Volvo Truck, Sharpnose - 1930

The "Sharpnose"

Not until the 1950s would Volvo be a major supplier of heavy-duty trucks. From the very start up to WW II, Volvo was, however, a major producer of medium-duty trucks, which sometimes were used for heavy-duty purposes due to the rugged design.

The influence of international trends
Sweden is nowadays the base for two major truck producers of global scope. This was by no means the case in the late 1930s. By then, countries like the United States, Great Britain, France and Germany were major 'truck-producer countries'.

For this reason, the design of the Volvo trucks of the mid and late 1930s was very much influenced by major design trends of other countries, and also by Volvo cars, which were to a very great extent designed by engineers who had been trained and had been working in American automobile companies.

A major sales success
Typical of the late 1930s is the generation of Volvo trucks which have become known as the 'Sharpnose', which consisted mainly of light to medium-duty vehicles. They replaced the LV76-78 vehicles of 1934/35 and became a major sales success, especially considering that the total number of vehicles produced during WW II was fairly limited, and that very few civilian customers were permitted to obtain a new truck and new tyres for it.

The first presentation of these trucks took place in 1938, when the LV101 was introduced. This was a light truck, which bridged the gap between the light pickup vehicles (derived from the Volvo Taxicab chassis) and the heavier trucks like the LV79 and the LV8 series. A little later the slightly larger LV102 and LV103 trucks were introduced - these were vehicles which were to a true extent real 'trucks', but still being used mostly for distribution purposes.

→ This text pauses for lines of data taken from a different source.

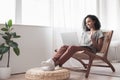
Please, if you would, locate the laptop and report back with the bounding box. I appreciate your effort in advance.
[61,32,80,46]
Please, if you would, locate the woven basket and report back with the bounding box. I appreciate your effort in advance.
[25,67,70,80]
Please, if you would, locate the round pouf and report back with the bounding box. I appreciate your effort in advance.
[25,67,70,80]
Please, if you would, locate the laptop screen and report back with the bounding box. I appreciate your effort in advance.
[61,32,80,46]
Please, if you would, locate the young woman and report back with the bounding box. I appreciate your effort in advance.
[41,15,104,71]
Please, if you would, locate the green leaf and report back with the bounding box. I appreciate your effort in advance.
[1,28,8,31]
[2,36,10,41]
[11,32,21,38]
[5,22,9,28]
[8,19,12,28]
[5,32,11,36]
[13,47,20,56]
[0,44,9,54]
[14,35,21,38]
[5,32,12,39]
[8,41,18,48]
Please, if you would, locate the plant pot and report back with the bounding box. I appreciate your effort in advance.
[0,67,11,80]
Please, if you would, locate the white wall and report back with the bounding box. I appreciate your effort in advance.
[0,24,53,74]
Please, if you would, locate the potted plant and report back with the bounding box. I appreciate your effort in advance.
[0,19,21,79]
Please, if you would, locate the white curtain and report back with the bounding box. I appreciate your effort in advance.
[50,0,120,64]
[99,0,120,40]
[51,0,98,49]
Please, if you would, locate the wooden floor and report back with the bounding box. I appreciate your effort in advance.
[6,63,120,80]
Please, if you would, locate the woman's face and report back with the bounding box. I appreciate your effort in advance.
[85,17,95,29]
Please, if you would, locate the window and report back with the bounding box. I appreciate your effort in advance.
[22,0,50,26]
[0,0,15,24]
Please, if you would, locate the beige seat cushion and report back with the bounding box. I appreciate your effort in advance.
[25,67,70,80]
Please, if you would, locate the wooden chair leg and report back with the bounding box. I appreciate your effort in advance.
[85,57,94,78]
[102,58,115,72]
[78,59,87,69]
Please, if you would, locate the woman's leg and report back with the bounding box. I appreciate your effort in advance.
[52,45,69,64]
[56,46,92,66]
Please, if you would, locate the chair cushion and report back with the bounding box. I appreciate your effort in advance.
[25,67,70,80]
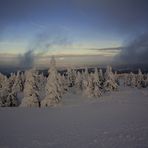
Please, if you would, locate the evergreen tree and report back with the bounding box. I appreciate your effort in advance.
[93,83,102,98]
[82,74,94,97]
[93,67,102,88]
[136,69,144,88]
[0,76,12,106]
[12,71,24,93]
[67,67,76,87]
[8,73,16,90]
[75,71,83,91]
[0,73,5,89]
[37,72,46,100]
[20,69,40,107]
[99,68,104,82]
[114,71,120,85]
[144,74,148,87]
[5,92,18,107]
[41,56,62,107]
[58,73,68,94]
[130,72,137,87]
[82,72,102,98]
[104,66,118,91]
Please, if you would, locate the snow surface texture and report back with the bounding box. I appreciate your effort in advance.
[0,86,148,148]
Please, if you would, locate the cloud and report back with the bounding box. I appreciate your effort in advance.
[18,50,34,69]
[17,26,72,69]
[115,33,148,67]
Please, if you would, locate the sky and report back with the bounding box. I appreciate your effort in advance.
[0,0,148,69]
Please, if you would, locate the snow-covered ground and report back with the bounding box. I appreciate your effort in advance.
[0,86,148,148]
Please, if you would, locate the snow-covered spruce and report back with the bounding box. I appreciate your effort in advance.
[20,69,40,107]
[8,72,16,91]
[82,68,102,98]
[129,72,137,87]
[92,67,102,89]
[103,66,118,91]
[124,70,146,88]
[0,73,6,89]
[0,76,18,107]
[114,71,120,85]
[136,69,144,88]
[98,68,104,82]
[12,71,24,93]
[41,56,62,107]
[75,71,83,91]
[5,92,18,107]
[92,68,102,97]
[93,83,102,97]
[58,73,68,94]
[82,74,94,97]
[37,72,47,100]
[66,67,76,87]
[0,76,9,106]
[61,74,69,92]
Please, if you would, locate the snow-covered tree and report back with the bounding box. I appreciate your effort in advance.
[59,74,68,94]
[82,74,94,97]
[124,73,132,86]
[57,73,67,95]
[20,69,40,107]
[84,67,89,79]
[114,71,120,85]
[20,72,25,86]
[136,69,144,88]
[130,72,137,87]
[0,73,6,89]
[12,71,24,93]
[92,67,102,88]
[75,71,83,91]
[93,84,102,98]
[8,73,16,90]
[82,72,102,98]
[36,73,47,102]
[123,74,128,86]
[0,76,12,107]
[103,66,118,91]
[5,92,18,107]
[41,56,62,107]
[124,72,137,87]
[98,68,104,82]
[67,67,76,87]
[0,73,19,107]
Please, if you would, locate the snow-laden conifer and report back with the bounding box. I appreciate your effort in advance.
[12,71,24,93]
[41,56,62,107]
[136,69,144,88]
[130,72,136,87]
[82,74,94,97]
[75,71,83,91]
[67,67,76,87]
[103,66,118,91]
[0,76,11,106]
[99,69,104,82]
[20,68,40,107]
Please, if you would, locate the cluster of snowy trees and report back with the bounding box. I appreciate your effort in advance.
[0,57,148,107]
[74,66,118,98]
[124,69,148,88]
[0,57,118,107]
[0,71,24,107]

Simple, but very well-designed
The mechanics of these trucks was rugged and simple, with a side valve engine of 75-86 bhp (running on petrol, but also available during WW II in a producer-gas version with an output of about 50 bhp). The transmission was a three-to-four-speed mechanical unsynchronised gearbox and the chassis components were in general simple but well-designed. The 'Sharpnose' trucks were loved by the customers, and the general design should (with design changes) be carried over to new generations of Volvo trucks.